Family, it is an odd and difficult concept for me. My mother and I are more of a twist on sibling rivalry over the love of my grandparents. My birth father is a mystery that I face every day in the mirror, because I really don't look like my maternal family. My grandparents were my parents to my heart.
We have been watching several apocalyptic style series of late, Lost, Jericho, now Battlestar Galactica. The are all interesting in their own right, bringing up many interesting things to mull over yet none of them make me feel good.
This morning I started culling through a few boxes of video tapes. Lots of shows I used to tape like Northern Exposure, Forever Knight, Olympics, Oscars... and a couple heart stoppers. First I came upon the video tape we made up almost 13 years ago for my inlaw's 40th wedding anniversary. They threw themselves a lovely shindig and a few months before we all went for a marathon slide viewing in order to select out memories to be put onto a video tape. That day is probably my favorite 'good' memory of my husbands family.
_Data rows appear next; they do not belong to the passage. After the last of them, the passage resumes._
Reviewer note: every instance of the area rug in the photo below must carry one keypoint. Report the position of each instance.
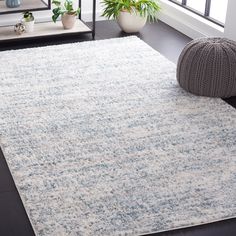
(101, 140)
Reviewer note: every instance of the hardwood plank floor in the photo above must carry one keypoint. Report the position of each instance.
(166, 40)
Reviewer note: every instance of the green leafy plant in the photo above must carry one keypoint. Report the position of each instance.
(28, 16)
(146, 8)
(61, 9)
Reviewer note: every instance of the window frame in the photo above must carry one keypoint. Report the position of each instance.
(206, 14)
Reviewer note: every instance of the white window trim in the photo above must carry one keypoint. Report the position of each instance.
(195, 26)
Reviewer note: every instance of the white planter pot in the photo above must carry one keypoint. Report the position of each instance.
(131, 22)
(68, 21)
(29, 26)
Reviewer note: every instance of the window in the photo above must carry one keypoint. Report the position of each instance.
(213, 10)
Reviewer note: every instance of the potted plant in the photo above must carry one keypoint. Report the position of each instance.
(67, 12)
(131, 15)
(28, 21)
I remember then, my eyes seeing the thousands of slides that were of such a 'Brady' existence. People recalling birthdays, family, the good side of human experience. I was collecting the stories then, finding out the links and just studying them from the inside out.
This morning I put on the video that we made from that time. We added different sound tracts for the different themes everyone had decided upon. The grandparents, Al, Sheila, Bill, Laurel, Andi, birthday cakes and parties, moving from Wisconsin to California, Al with his camera bag, family friends, graduations. A few spaces in the filming I didn't cue the music and we hear the voices of that day, happy, joking and like everything I cried.
So I'm almost to the bottom of the last box. A tape I had made of my grandmother talking about family history has been MIA and I was so afraid I wouldn't find it. Aloud I spoke, please let me find this tape, and there it was in my hands. The energy worked. I got to watch my grandmother speak from then. Her voice tentative at first and uncomfortable with the holes in her memory. I was grilling her trying to force the stories I knew already to become clear in her minds eye. OK so I was actually just asking questions to stimulate the filmed conversation. But, today it felt that I was pushing too hard. Eventually things did flow, and we had laughter but most of all I got to see my grandma looking at me then, the person she just saw, loved and beheld in kindness. I never finished the project because Grandma was too stressed. Knowing what I do of dementia today I have realized that the gaps in her memory were terribly frightening for her. She kept yawning for much of the filming, I don't know if humans are similar to canines but that is a stress reflex for dogs. Maybe the yawning stimulates certain physiological pathways to release hormones to respond to the stress.
I cry every single day now. That is impossible considering my mental past LOL. I refused to cry from age 14 - 24. At 17 I was beat and left for dead but I wouldn't cry. In part because it would start my sinus swelling and lead to painful infections. (ROFLOL, oh the lies we create to explain away insanity.) Today I realize it was a control issue by a young animal attempting to survive.. I was wound up so tight, so afraid. Telling myself constructs to push the boundary of what I perceived as safety.
Maslow's hierarchy is so tidy for self examination. I doubt that crying is a requirement for self actualization but I'm very happy to allow myself to feel awash in emotions. Beauty makes me cry. Happy people make me cry. Schmaltz makes me cry. My sinus, well I still get infections but I don't worry about what might be, just when I can instead live within this moment.